After guilty plea in fatal fire, 12-year-old Arlington boy’s prosecution deferred

EVERETT — The adults on Wednesday agreed.

The boy didn’t mean to kill two other foster children that night in 2008. He was playing with a lighter and accidentally set fire to some bedsheets he was using for a fort. The boy, then 10, panicked, and the fire spread to wooden blinds a

nd ignited the ceiling.

Tyler Emory, 10, and Kyler Williams, 11, died in the two-alarm Arlington house fire.

“He never intended for that to happen. He loved living with (his foster parents). Those other two boys were like his brothers,” said Cassie Trueblood, an attorney with the Snohomish County Public Defenders Association.

The judge, lawyers and caseworkers also agreed Wednesday that the boy, now 12, shouldn’t be sent to juvenile detention. He needs to continue weekly counseling sessions. He needs to be closely monitored by adults who care about his welfare and understand he is lugging around some pretty big problems for someone so small, they said.

He is sorry for what happened, his lawyer said. He’s asked his foster mother whether he’ll be going to hell for starting that fire, said Nicole McGrath, an attorney with TeamChild, which provides legal advocacy for juvenile offenders. The boy already made arrangements to do some extra household chores to earn money to pay for any court fines.

The boy pleaded guilty on Wednesday to conspiracy to commit second-degree manslaughter. The Herald is not naming the defendant because of his age.

Snohomish County Superior Court Judge George Appel granted the boy a deferred prosecution.

He will be on community supervision for a year. He also must go to counseling, do community services and stay out of trouble. If he follows the rules, the charge will be dismissed and the case file sealed.
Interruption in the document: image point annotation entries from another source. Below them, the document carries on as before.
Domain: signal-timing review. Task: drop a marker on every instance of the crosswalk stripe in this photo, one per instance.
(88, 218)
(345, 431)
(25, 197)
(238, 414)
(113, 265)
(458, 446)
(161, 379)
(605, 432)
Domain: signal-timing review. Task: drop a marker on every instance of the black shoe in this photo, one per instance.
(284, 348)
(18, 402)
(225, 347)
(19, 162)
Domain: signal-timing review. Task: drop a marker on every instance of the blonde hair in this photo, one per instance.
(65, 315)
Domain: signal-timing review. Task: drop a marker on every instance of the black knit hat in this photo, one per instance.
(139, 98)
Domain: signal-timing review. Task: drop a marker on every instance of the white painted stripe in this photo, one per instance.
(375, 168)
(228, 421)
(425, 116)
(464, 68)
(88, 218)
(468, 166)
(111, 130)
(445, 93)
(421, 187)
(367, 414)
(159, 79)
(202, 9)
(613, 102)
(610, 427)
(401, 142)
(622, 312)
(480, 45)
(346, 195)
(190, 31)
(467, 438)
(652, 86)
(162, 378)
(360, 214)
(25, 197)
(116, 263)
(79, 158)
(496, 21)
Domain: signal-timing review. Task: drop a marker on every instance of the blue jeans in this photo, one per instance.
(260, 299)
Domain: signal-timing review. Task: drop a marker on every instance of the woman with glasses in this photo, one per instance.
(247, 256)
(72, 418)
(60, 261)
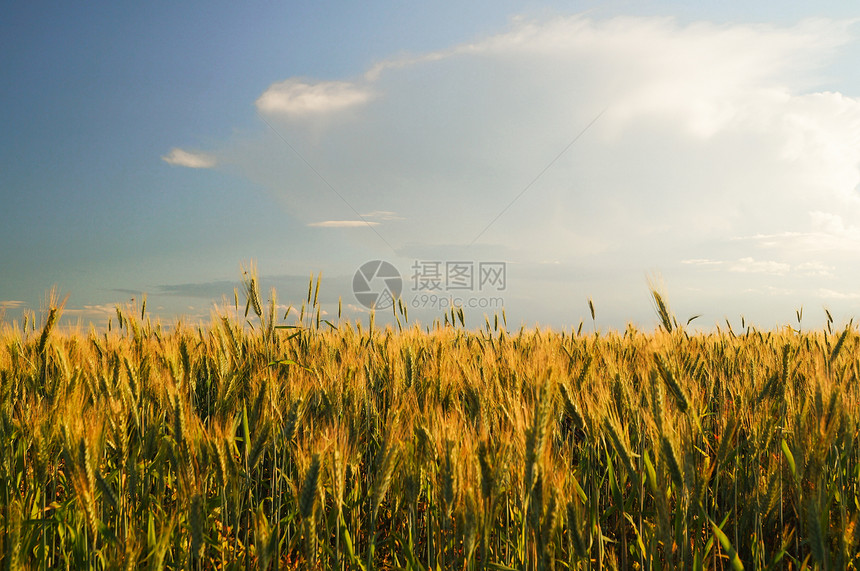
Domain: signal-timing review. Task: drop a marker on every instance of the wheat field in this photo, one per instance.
(267, 441)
The judge said he doesn’t believe the deferred prosecution dishonors the victims. Instead, it allows the boy to get the help he needs so he doesn’t start any more fires and he can grow up to be a “successful member of society,” Appel said.

Investigators initially reported that the fire was started by a faulty electrical outlet. When fire investigators inspected the house more closely they realized the outlet wasn’t the cause.

The boy initially lied about how the fire started but once he was confronted with the results of the investigation, he admitted that he was responsible. He told detectives he’d used a lighter to start small fires in the sheets he’d arranged into a fort. He was able to extinguish the small fires at first but one got out of control.

The boy had no known history of playing with lighters or starting fires, court records said.

The case was deliberately charged in a way to allow the boy to enter a deferred prosecution. Usually conspiracies involve more than one person. Investigators don’t believe anyone else was responsible for the deadly fire.

Appel questioned the boy to make sure he understood that he was pleading guilty in order not to be charged with a more serious crime.

The boy whose feet barely reached the floor when seated, answered politely: “Yes, your sir — your honor.”

As part of the deferred prosecution conditions Snohomish County deputy prosecutor John Stansell intended to ask that the boy remain with his foster parents, Mark and Susan Lee. It was their foster home that he set afire.

The boy has been living with the Lees for several years. Lawyers on Wednesday told the judge that the Lees have been an anchor of stability for the boy.

Before coming to the Lees’ home, he had been physically and mentally abused and spent most of his life in foster care. He came to the Lees with severe behavioral issues. Under their care, he has flourished, McGrath said.

The boy, however, is expected to be moved to Alaska to live with his father in the coming days, the lawyers reported.

State social workers contacted the boy’s father after the fire. The man has since worked to gain custody of his son and has been in contact with the boy’s advocates in Washington, the lawyers said.

The judge agreed to allow the boy to leave the state and be supervised in Alaska.

Washington child care officials declined to comment about the timing of the boy’s placement with his father other than to say that the reunification of a child with a biological parent wouldn’t be any sort of reflection of the care the child received at a foster home.

“We reunite based on the best interest of the child,” said Sherry Hill, a spokeswoman for the state Department of Health and Social Services.

A review done in 2009 found that there was no negligence or licensing violations on the part of the Lees at the time of the fire.

State officials, however, last year announced that they’d be doing a second review of the circumstances at the Lees’ home that night.

Foster parents who cared for one of the fire victims questioned the first review and pressed for a second look. The state said it would focus the second review on issues of supervision and standards of care, including whether there were adequate sleeping arrangements and other basic licensing requirements.

The bulk of that review is finished but the results have not been made public, Hill said.

The Lees continue to be licensed foster parents. Susan Lee was in the courtroom on Wednesday. She comforted the boy after the hearing.